Friday, July 22, 2011

The dilemma of Pain and Addiction

I read this article in the Wall Street Journal online recently which discussed some of the issues about pain medication in America. The difficulties experiences by doctors in the USA are definitely shared by those of us here in Australia.

The challenges of dealing with people presenting with chronic pain and requesting narcotic analgesics are numerous.

Firstly, pain is subjective. There may be only a partial relationship between the actual severity of the problem (illness or injury) causing the pain and the intensity of the pain itself. A person's experience of pain is also influenced by their beliefs about what the pain stimulus means, their intrinsic ability to cope with stress/distress, learnt responses to pain from past experiences, current emotional state and other psychosocial influences. This can be particularly so in the context of chronic pain.

Secondly, even in the absence of addiction, narcotics may well be a poor treatment choice for treatment of pain. The scientific evidence for the use of narcotics in acute pain is pretty good whereas the evidence for the use of narcotics in treating chronic pain is scant and inconclusive. In many cases narcotics will have a detrimental effect on health as many people who dull their pain with narcotics then opt not to participate in the physical rehabilitation needed to improve injuries or the psychological therapies which could improve quality of life.

Thirdly, the risk of developing an addiction to a narcotic following a significant exposure is estimated at around the 10% "ball park". This means that in a significant number of people that are prescribed narcotics, the doctor will be causing an addiction... and remember "do no harm"

Fourthly, doctors are trained to help people and it can be difficult for a doctor to refuse a narcotic prescription to a patient who wants something to stop pain. We (doctors) are not well trained enough in how to say "no" when we need to.

Fifthly (I did say "numerous"), people with opiate addictions do lie about experiencing pain in order to get narcotics to feed their addictions. Often these same folk exhibit a range of inappropriate drug seeking behaviour and can be aggressive and violent towards hospital or clinic staff, "doctor shop" to multiple prescribers, engage in illegal activities such as theft or forgery.

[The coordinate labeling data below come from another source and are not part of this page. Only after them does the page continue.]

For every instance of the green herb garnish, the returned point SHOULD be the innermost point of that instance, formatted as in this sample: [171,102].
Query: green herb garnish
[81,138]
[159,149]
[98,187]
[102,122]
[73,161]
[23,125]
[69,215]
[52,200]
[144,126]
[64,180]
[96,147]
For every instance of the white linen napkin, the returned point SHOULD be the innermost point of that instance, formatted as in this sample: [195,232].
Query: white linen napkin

Sixthly, there is a substantial black market for diverted opiate medications. In Australia this is particularly problematic as the national subsidy for medications (the PBS) means that folk on social security only pay just over $5 AUD for a prescription for a month's worth of medication but can sell individual tablets for up to $1/mg morphine (receiving $80 for a single 80mg tablet, where 60 tablets cost $5). This presents a real temptation to on sell their medication, resulting in more narcotics on the streets contributing to overdose risk, injecting drug use related risks. etc.

Seventhly, opiates are not completely benign medications. They represent a significant overdose risk as well as increase the risk of other health issues including sleep apnoea, falls, osteopaenia, cardiac problems (eg ST segment prolongation and heart block)...

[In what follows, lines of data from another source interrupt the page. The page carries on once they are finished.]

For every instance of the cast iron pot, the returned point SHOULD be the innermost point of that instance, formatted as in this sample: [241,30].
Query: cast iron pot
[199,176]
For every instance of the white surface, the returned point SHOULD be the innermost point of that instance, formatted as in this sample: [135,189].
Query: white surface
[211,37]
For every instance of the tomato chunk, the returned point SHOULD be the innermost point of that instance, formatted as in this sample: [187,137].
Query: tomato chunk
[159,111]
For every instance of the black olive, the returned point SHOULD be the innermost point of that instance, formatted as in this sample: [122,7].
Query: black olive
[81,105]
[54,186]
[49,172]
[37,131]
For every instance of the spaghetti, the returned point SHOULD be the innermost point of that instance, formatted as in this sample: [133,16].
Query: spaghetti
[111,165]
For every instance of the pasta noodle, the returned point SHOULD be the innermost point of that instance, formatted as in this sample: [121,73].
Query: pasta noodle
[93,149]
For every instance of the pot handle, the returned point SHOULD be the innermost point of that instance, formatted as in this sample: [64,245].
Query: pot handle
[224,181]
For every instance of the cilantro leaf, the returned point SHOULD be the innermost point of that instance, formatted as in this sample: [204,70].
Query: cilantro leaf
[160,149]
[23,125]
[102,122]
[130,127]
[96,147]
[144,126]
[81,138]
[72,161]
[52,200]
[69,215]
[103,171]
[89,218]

The challenge for the health sector, not just individual doctors, is to ensure that people who legitimately need treatment are able to receive it; that people with no legitimate need do not get access to it either via prescriptions or the black market; that medications are prescribed safely and responsibly taking into account the potential risks. This involves the development of better prescription monitoring systems that provide real time reporting, and the development and widespread adoption of universal precautions in opiate prescribing in order to reduce the substantial risks that narcotics can represent (the Prescription Opioid Policy put together by the combined efforts of the colleges of physicians, anaesthetists, GPs and psychiatrists discusses this at length).